Second paragraph of third chapter:

One of the more plausible interpretations of The Shining covered in the documentary movie, Room 237 (2012), is that the movie is a reworking of the Theseus and the Minotaur myth. At the end of the film Jack dies inside a hedge maze, a location that Kubrick added to King’s novel. The association of Jack with the Minotaur is foreshadowed elsewhere in the movie: there are moments when Jack appears taurine-like – as if he’s a bull about to charge; there is a poster of a skier who looks like the Minotaur beside another of a cowboy riding a bull; and in another scene, Jack’s wife, Wendy, makes a comment about leaving a trail of breadcrumbs, reminiscent of Ariadne’s thread. The God Complex is far more explicit in its mining of the Minotaur myth, but its association with The Shining extends far beyond this shared mythical inspiration.

Next in the sequence of Black Archive monographs on individual Doctor Who stories, which I am reading at the rate of two a month in an attempt to catch up. (Both this and the next one in sequence are numbered #10 on the cover, but it seems that this is really #9.)

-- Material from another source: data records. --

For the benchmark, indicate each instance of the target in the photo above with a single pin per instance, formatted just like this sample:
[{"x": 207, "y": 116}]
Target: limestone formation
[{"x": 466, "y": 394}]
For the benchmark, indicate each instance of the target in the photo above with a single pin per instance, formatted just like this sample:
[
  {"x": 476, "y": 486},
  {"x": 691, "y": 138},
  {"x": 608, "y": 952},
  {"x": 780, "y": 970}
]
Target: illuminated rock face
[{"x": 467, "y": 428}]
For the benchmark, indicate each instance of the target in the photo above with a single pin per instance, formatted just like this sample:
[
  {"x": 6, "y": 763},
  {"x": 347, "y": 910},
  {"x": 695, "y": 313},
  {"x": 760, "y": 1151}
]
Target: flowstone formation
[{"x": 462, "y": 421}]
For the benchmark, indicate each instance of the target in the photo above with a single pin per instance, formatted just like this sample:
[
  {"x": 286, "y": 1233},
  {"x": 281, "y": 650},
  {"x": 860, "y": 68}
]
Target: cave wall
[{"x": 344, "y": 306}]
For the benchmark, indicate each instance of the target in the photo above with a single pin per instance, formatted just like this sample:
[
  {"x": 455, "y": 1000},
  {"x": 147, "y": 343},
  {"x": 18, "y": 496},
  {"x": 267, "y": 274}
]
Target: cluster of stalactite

The God Complex is one of my less favourite episodes in one of my less favourite series of New Who, and I didn’t write it up at the time, nor did I recommended it in my epic “Which New Who to Watch” post. In case you need your memory refreshed, here’s the “Next Time” trailer:

It’s the one where the Doctor, Amy and Rory are stuck in a hotel with a few other characters, of whom the best developed is Rita, played by Amara Karan; but it turns out that the hotel is a prison for a Minotaur. Personally I didn’t feel that the plot held together at all, and the scene at the end, where the Doctor basically kicks Amy and Rory out of the Tardis to start their lives without him, was disappointingly underdeveloped. But others differ; here, for instance, is Matt Smith reflecting on what the story might have told us about the Doctor:

Driscoll is clearly also a fan of the story, finding a lot more depth to it than I had imagined was there. The chapters are as follows:

  • The symbolism of the Minotaur, and modern treatments of the story in and beyond Doctor Who;
  • The roots of the story in Orwell’s 1984 (surveillance in particular);
  • The roots of the story in The Shining, film rather than book (hotel horror, obviously, though he also blames it for the weakness of the closing scene);
  • The roots of the story in previous Who stories about bases under siege and about religion (though I think he misses a couple of interesting examples on religion);
  • A rather good chapter on fear and terror as storytelling devices;
  • A more confused chapter trying to work out what the story is trying to tell us about faith and religion;
  • A long chapter on the Doctor’s fallibility as a hero;
  • A chapter on the role of the companions in Doctor Who;
  • a concluding short chapter wondering what the hell the symbolism of the fishbowl is meant to be?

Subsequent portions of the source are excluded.